Mereka membicarakan tentang rencana kunjungan dari pengawai pemerintahan terkait dan juga bupati setempat.


"Mereka biasanya meninjau Za, dan biasalah kau paham kan maksud bapak"Za mengangguk.


"Kami sudah siapkan segalanya pak, semoga tidak ada kendala, dan kami mohon bapak mendampingi"


"Tentu..dan bapakmu wajib juga datang untuk mendampingi!"


"Duh bisa nggak ya bang, bapak datang?...Rezki kan masih kecil"

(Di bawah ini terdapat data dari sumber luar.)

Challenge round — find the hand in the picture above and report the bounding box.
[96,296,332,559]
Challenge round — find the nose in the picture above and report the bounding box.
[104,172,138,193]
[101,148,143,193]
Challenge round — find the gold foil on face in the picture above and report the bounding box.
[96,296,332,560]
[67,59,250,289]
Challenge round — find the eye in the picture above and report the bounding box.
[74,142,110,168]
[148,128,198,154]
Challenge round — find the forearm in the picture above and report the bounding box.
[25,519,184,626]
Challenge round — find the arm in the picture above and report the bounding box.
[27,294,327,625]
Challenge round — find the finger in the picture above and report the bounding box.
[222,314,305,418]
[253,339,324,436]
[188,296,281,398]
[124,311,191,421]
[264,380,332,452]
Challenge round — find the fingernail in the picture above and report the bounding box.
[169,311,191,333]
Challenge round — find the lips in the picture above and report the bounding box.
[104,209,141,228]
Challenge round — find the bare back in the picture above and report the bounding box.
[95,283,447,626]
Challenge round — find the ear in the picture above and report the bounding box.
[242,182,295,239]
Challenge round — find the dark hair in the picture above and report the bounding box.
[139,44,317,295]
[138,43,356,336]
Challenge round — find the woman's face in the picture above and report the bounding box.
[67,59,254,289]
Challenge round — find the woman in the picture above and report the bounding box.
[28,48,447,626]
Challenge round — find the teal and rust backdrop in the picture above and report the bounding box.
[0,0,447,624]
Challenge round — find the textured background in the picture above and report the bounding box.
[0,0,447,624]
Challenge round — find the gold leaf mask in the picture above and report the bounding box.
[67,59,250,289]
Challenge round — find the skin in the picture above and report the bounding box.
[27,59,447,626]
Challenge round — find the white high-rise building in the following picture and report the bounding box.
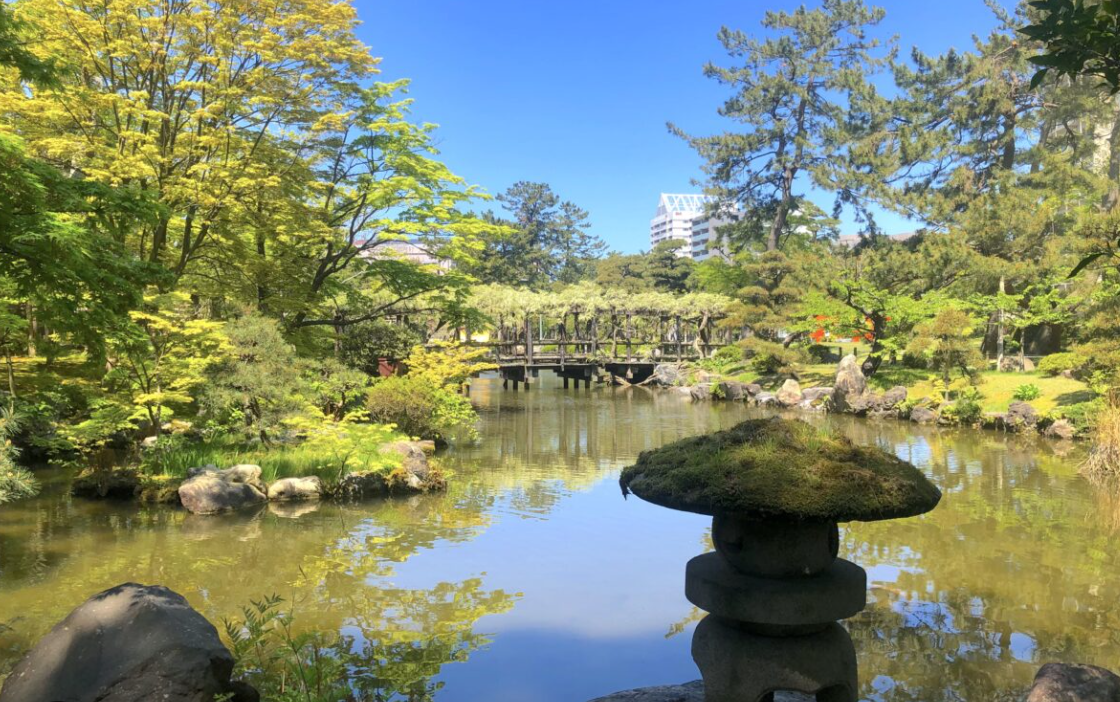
[650,193,711,258]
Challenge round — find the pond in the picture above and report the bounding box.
[0,378,1120,702]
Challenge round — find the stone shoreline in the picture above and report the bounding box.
[71,441,447,514]
[646,355,1077,440]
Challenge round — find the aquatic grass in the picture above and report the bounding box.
[1082,403,1120,479]
[141,422,408,483]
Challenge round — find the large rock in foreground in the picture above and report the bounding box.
[832,354,867,412]
[1026,663,1120,702]
[0,582,255,702]
[591,680,813,702]
[179,466,268,514]
[776,377,802,408]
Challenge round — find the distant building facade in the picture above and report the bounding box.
[372,241,455,271]
[690,215,735,262]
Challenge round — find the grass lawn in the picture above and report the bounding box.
[737,363,1093,413]
[908,371,1093,413]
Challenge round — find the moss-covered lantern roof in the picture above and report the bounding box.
[619,418,941,522]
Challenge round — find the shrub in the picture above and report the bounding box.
[805,344,833,363]
[338,319,422,375]
[308,358,371,422]
[223,596,373,702]
[205,313,307,439]
[0,410,39,505]
[1051,397,1104,434]
[739,336,809,375]
[404,341,497,386]
[365,375,478,440]
[1037,352,1085,376]
[711,345,743,364]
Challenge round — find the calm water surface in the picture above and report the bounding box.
[0,378,1120,702]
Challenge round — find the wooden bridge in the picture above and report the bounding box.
[464,313,740,390]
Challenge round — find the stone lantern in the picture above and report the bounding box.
[619,418,941,702]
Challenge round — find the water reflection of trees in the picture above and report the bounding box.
[444,375,749,494]
[0,494,519,700]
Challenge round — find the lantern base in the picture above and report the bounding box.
[692,616,859,702]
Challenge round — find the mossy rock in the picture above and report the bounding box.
[619,418,941,522]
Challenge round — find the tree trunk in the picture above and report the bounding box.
[1104,104,1120,210]
[996,275,1007,371]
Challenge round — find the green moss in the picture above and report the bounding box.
[619,418,941,522]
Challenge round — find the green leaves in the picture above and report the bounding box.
[1019,0,1120,94]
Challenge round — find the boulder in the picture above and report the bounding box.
[696,371,719,383]
[179,466,268,514]
[689,383,711,402]
[832,355,867,412]
[1043,419,1077,439]
[337,471,389,499]
[1026,663,1120,702]
[71,468,140,499]
[0,582,259,702]
[269,476,323,502]
[591,680,813,702]
[801,386,832,404]
[777,377,801,408]
[648,363,685,387]
[1006,400,1038,431]
[381,441,435,480]
[719,382,748,402]
[911,405,937,424]
[876,385,906,410]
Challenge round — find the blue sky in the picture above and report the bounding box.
[354,0,1009,252]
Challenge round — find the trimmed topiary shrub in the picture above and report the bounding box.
[739,336,809,375]
[365,375,478,440]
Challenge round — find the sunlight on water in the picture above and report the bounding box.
[0,380,1120,702]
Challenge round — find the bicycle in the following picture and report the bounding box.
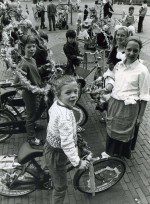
[0,135,126,197]
[0,79,88,142]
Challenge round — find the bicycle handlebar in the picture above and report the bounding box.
[0,82,22,89]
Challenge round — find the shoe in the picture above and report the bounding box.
[35,124,44,131]
[28,137,42,146]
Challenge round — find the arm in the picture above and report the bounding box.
[137,101,147,123]
[59,114,80,167]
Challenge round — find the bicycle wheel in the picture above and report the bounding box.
[0,109,16,142]
[75,157,126,194]
[0,167,36,197]
[73,103,88,126]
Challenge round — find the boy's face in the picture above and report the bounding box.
[67,38,76,43]
[129,9,134,16]
[25,43,36,58]
[125,41,140,63]
[58,82,79,107]
[116,30,127,44]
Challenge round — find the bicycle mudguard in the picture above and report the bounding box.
[73,169,86,190]
[0,155,20,170]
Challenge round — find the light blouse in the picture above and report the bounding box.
[46,100,80,166]
[111,60,150,105]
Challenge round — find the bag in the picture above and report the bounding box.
[38,11,41,18]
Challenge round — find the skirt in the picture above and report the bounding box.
[106,97,140,142]
[106,98,139,159]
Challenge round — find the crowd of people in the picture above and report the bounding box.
[0,0,150,204]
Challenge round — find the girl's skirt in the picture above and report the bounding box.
[106,98,139,158]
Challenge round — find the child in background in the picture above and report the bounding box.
[138,0,147,33]
[122,6,135,27]
[44,75,89,204]
[63,30,83,75]
[83,5,89,21]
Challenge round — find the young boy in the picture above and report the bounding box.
[44,75,89,204]
[138,0,147,33]
[122,6,135,27]
[15,35,45,146]
[83,5,89,21]
[63,30,83,75]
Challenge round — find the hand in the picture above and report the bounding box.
[77,56,83,60]
[136,116,143,124]
[79,160,89,169]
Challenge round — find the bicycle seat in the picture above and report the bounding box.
[1,90,17,103]
[17,142,43,164]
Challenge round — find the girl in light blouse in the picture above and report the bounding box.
[104,36,150,158]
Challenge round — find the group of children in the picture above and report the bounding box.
[0,1,150,204]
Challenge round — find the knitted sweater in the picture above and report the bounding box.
[46,100,80,166]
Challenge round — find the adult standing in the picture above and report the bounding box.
[107,26,129,70]
[138,0,147,33]
[103,0,114,18]
[47,0,57,31]
[105,36,150,158]
[36,0,46,29]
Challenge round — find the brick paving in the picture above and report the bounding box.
[0,1,150,204]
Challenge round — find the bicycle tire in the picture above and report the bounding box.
[74,157,126,194]
[73,103,88,126]
[0,109,17,143]
[0,166,36,197]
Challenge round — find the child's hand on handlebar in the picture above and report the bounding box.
[79,159,90,169]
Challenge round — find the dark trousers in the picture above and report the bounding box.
[48,15,55,30]
[22,91,46,139]
[40,11,45,29]
[44,142,67,204]
[138,16,144,33]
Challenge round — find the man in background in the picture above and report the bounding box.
[47,0,57,31]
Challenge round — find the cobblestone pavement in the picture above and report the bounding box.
[0,1,150,204]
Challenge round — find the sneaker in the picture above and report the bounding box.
[35,123,44,131]
[28,137,41,146]
[101,152,110,159]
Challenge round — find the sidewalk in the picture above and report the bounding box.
[0,1,150,204]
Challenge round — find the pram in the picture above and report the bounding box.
[56,10,68,30]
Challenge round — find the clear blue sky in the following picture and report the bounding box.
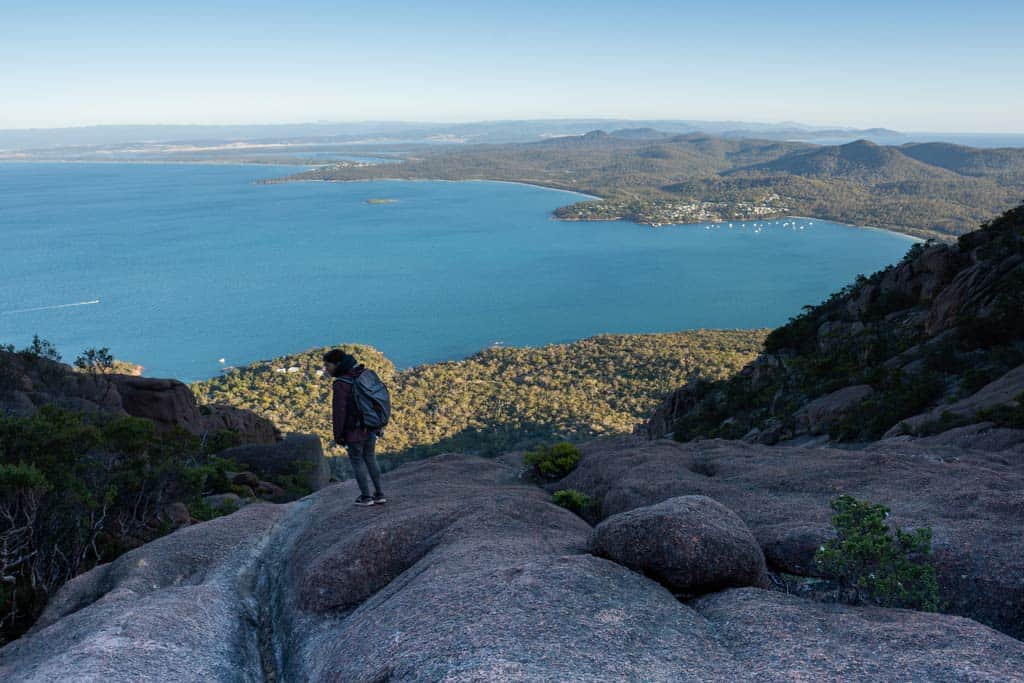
[0,0,1024,132]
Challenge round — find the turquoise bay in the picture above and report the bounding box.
[0,164,911,380]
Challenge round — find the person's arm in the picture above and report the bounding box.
[331,380,352,445]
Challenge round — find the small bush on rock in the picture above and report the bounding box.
[522,441,580,481]
[814,496,939,611]
[551,488,597,517]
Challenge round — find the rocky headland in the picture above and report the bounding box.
[0,202,1024,682]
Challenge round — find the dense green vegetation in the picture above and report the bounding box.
[194,330,765,460]
[814,496,939,611]
[675,206,1024,442]
[522,441,580,481]
[0,405,246,642]
[278,131,1024,239]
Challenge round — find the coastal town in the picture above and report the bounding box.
[554,193,788,227]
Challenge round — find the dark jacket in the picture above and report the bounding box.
[331,366,371,445]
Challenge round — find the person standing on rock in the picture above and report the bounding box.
[324,348,387,506]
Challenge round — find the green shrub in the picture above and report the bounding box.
[814,496,939,611]
[551,488,597,517]
[522,441,580,481]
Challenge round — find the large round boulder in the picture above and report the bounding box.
[591,496,766,595]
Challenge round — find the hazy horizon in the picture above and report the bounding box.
[0,0,1024,134]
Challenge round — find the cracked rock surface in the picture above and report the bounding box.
[0,455,1024,683]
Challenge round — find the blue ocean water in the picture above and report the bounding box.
[0,164,911,380]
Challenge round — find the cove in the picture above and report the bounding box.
[0,163,913,381]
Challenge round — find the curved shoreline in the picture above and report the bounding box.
[272,171,928,243]
[259,176,604,201]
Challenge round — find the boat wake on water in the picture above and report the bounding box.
[0,299,99,315]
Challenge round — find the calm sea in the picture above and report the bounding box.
[0,164,911,380]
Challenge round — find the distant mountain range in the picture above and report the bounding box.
[282,133,1024,239]
[0,119,1024,152]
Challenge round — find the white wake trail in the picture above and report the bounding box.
[0,299,99,315]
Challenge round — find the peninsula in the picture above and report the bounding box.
[268,129,1024,241]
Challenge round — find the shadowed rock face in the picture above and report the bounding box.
[0,456,1024,683]
[689,588,1024,681]
[218,434,331,490]
[591,496,766,594]
[557,437,1024,637]
[0,351,281,443]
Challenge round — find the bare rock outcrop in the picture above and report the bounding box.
[690,588,1024,682]
[0,351,281,443]
[218,433,331,490]
[0,456,1024,683]
[557,437,1024,638]
[883,365,1024,438]
[591,496,766,595]
[794,384,874,434]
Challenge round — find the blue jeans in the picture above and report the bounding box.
[348,435,384,496]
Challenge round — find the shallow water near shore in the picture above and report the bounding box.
[0,163,913,380]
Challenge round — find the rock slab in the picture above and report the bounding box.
[591,496,766,595]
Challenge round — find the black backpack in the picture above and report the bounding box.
[339,370,391,431]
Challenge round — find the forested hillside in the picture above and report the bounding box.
[655,205,1024,443]
[276,130,1024,241]
[194,330,767,455]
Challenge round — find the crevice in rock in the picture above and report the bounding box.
[687,459,718,477]
[239,499,312,683]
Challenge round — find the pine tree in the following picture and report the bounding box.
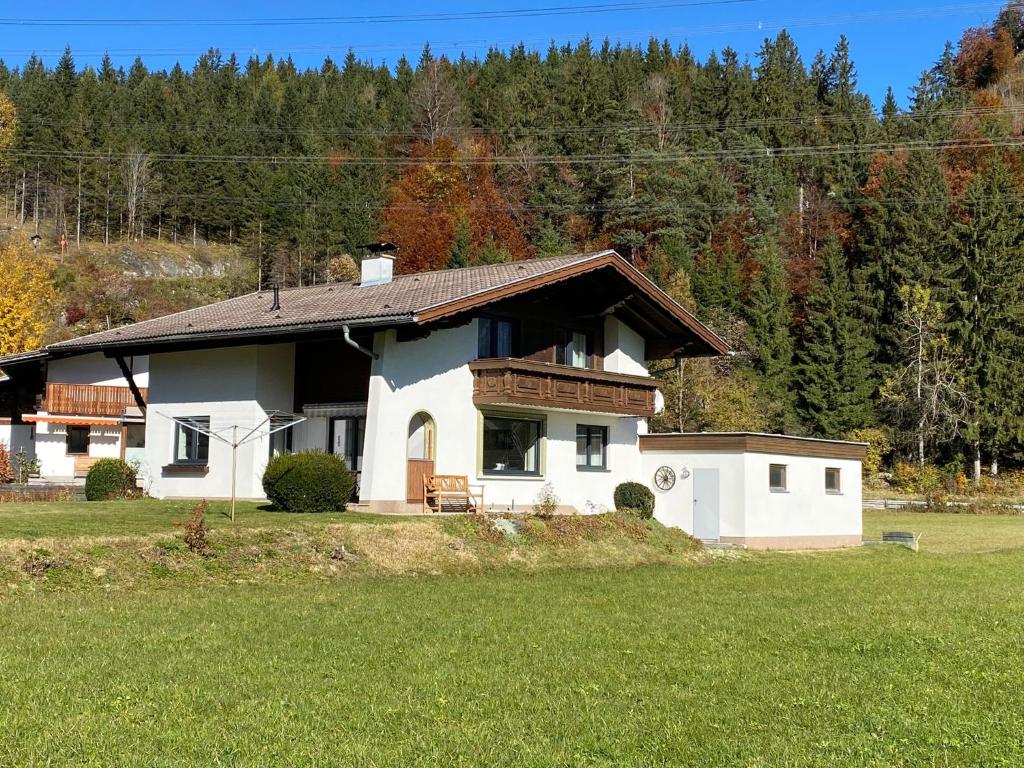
[947,159,1024,477]
[748,228,794,431]
[796,239,874,439]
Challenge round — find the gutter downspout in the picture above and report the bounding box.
[114,355,145,414]
[341,324,380,360]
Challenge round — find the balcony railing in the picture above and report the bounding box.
[469,358,657,417]
[39,384,148,416]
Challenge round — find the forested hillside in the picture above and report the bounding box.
[0,4,1024,481]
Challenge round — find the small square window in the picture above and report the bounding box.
[577,424,608,470]
[825,467,843,494]
[768,464,786,490]
[68,426,91,456]
[174,416,210,466]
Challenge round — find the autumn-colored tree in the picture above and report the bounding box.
[383,139,527,274]
[0,243,56,354]
[0,91,17,168]
[955,27,1014,89]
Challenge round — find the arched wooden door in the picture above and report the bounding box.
[406,412,437,504]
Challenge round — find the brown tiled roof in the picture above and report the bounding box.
[0,251,728,366]
[47,256,609,352]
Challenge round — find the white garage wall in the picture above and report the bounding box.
[743,454,863,544]
[643,450,863,548]
[642,451,748,537]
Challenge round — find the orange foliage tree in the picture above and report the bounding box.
[0,242,56,354]
[382,139,528,273]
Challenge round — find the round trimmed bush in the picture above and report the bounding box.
[614,482,654,520]
[263,451,355,512]
[85,459,136,502]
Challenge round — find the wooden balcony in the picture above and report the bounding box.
[39,384,148,416]
[469,358,657,418]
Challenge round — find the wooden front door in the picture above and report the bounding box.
[406,459,434,504]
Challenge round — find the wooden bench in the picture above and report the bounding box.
[75,456,99,477]
[882,530,921,552]
[423,475,483,512]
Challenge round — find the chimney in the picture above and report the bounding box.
[359,243,398,288]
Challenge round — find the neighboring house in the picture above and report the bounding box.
[0,251,859,548]
[0,352,148,481]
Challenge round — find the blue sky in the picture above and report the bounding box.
[0,0,1000,105]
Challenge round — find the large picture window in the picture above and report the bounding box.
[483,416,543,475]
[174,416,210,465]
[477,317,515,357]
[577,424,608,470]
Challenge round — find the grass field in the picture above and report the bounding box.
[0,508,1024,766]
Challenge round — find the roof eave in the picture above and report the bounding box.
[48,314,413,357]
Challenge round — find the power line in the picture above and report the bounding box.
[0,0,1005,57]
[0,0,757,28]
[8,136,1024,168]
[18,104,1024,137]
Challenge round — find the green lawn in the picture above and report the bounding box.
[0,513,1024,767]
[864,510,1024,554]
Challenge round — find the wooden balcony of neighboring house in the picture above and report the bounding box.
[469,357,657,418]
[39,384,148,418]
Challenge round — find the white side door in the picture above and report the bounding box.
[693,469,721,542]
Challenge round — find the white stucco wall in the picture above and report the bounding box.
[36,422,121,479]
[604,315,649,376]
[643,451,863,547]
[145,344,295,499]
[46,352,150,387]
[0,419,36,457]
[24,352,150,479]
[360,318,647,512]
[742,454,863,538]
[641,451,746,537]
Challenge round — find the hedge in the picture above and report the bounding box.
[85,459,137,502]
[263,451,355,512]
[614,482,654,520]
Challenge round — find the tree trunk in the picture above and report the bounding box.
[75,160,82,248]
[32,163,39,234]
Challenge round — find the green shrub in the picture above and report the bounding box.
[846,427,893,477]
[893,462,943,495]
[85,459,136,502]
[263,451,355,512]
[614,482,654,520]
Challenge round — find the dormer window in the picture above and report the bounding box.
[476,317,515,357]
[556,331,594,368]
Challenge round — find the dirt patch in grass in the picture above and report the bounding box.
[0,514,707,595]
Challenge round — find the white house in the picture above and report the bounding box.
[0,352,148,481]
[0,251,859,541]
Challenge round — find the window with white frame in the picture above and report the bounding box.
[768,464,787,492]
[65,424,92,456]
[825,467,843,494]
[577,424,608,470]
[481,416,544,476]
[174,416,210,465]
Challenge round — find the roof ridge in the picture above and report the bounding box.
[270,248,617,294]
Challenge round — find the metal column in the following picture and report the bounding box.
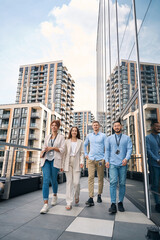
[108,0,112,134]
[132,0,150,218]
[115,0,121,113]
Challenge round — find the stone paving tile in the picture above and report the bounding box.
[66,217,114,237]
[112,221,150,240]
[0,177,156,240]
[0,226,62,240]
[58,232,112,240]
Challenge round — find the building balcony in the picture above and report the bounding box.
[0,124,8,129]
[31,112,40,118]
[26,157,36,163]
[28,134,38,140]
[1,113,10,119]
[30,123,39,129]
[0,134,7,140]
[146,113,157,120]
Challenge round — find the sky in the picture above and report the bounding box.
[0,0,160,114]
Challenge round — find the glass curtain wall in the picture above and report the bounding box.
[97,0,160,225]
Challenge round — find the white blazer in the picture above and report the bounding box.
[63,139,84,172]
[41,134,65,168]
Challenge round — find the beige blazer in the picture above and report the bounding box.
[63,139,84,172]
[41,134,65,168]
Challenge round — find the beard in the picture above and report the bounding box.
[114,129,121,133]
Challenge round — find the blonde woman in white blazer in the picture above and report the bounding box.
[63,127,84,210]
[40,120,65,213]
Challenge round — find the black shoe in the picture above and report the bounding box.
[118,202,125,212]
[109,203,117,213]
[155,203,160,213]
[97,194,102,203]
[86,198,94,207]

"Nanti kita hubungi bapak ya, semoga saja bisa datang"


Setelahnya Afdi mengajak Pak Bisri bersantap siang ke rumahnya.


Hubungan Pak Bisri dan Keluarga Nathan sudah seperti keluarga sendiri.


Lelaki setengah baya yang keluarganya ada di kota P itu, hampir seminggu sekali datang berkunjung ke rumah Za ataupun ke Perusahaan NT Grup.


-


Vero bersiap berangkat ke kantor, tanpa sarapan ia pergi meninggalkan rumahnya.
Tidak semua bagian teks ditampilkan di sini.